The great powers theory originated in James Madison’s speech in the First Congress opposing the creation of the Bank of the United States. Although advocates of this theory rely on Madison’s speech, they overlook the Federalist rebuttal and the House of Representatives rejection of Madison’s views by a decisive majority. And Edmund Randolph and Alexander Hamilton each rejected Madison’s theory in their opinions on the Bank’s constitutionality. The prevailing Federalist rebuttal in the First Congress is an important precedent concerning the mainstream understanding of congressional power. That rebuttal and Hamilton’s opinion are also important for an understanding of McCulloch because Marshall’s opinion drew extensively from them.

Madison and the theory’s present advocates rely on a method of constitutional construction that is based on a negative inference: because some seemingly incidental powers were important enough to be listed as express powers, other important but unlisted powers cannot be derived by implication. Instead of being incidental, these unlisted powers are “great substantive and independent.” But the debates over the Bank refute this method of construing the scope of congressional powers. As Randolph and others observed, listed powers that are seemingly incidental of principal powers often are independent of, and cannot be derived from, the principal powers. Moreover, many of these powers were vested in the United States under the Articles of Confederation. Considerations of the separation of powers and prudence suggest why the Framers included them as powers of Congress under the Constitution.

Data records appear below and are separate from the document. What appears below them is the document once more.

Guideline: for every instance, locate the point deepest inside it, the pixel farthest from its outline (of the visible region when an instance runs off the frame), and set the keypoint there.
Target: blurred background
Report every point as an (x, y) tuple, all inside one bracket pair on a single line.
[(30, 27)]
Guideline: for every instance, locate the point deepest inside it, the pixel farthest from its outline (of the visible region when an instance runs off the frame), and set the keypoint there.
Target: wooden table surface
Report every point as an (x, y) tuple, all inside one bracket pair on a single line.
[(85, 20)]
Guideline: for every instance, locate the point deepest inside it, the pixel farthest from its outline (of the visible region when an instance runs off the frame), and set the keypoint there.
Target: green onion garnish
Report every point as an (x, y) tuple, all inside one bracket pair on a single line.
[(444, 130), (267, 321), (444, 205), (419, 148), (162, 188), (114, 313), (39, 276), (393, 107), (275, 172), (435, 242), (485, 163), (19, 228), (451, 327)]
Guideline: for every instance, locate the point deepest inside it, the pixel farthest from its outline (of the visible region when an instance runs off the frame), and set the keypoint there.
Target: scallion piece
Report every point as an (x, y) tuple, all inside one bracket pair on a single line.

Finally, this article examines three important powers – the use of legal tender as the nation’s currency, military conscription and the individual mandate in the Affordable Care Act – that demonstrate the doctrinal fallacy of the great powers theory. As the county has grown and changed, new great problems emerged which could not have been foreseen by the founding generation. These great problems can sometimes be solved only through the exercise of great powers. Regardless of the degree of its importance, and even if it could be characterized as “great,” an implied power is necessary and proper if it is plainly adapted to effectuating an enumerated power and does not violate a constitutional prohibition. The constitutional powers of Congress are not inversely proportional to their importance.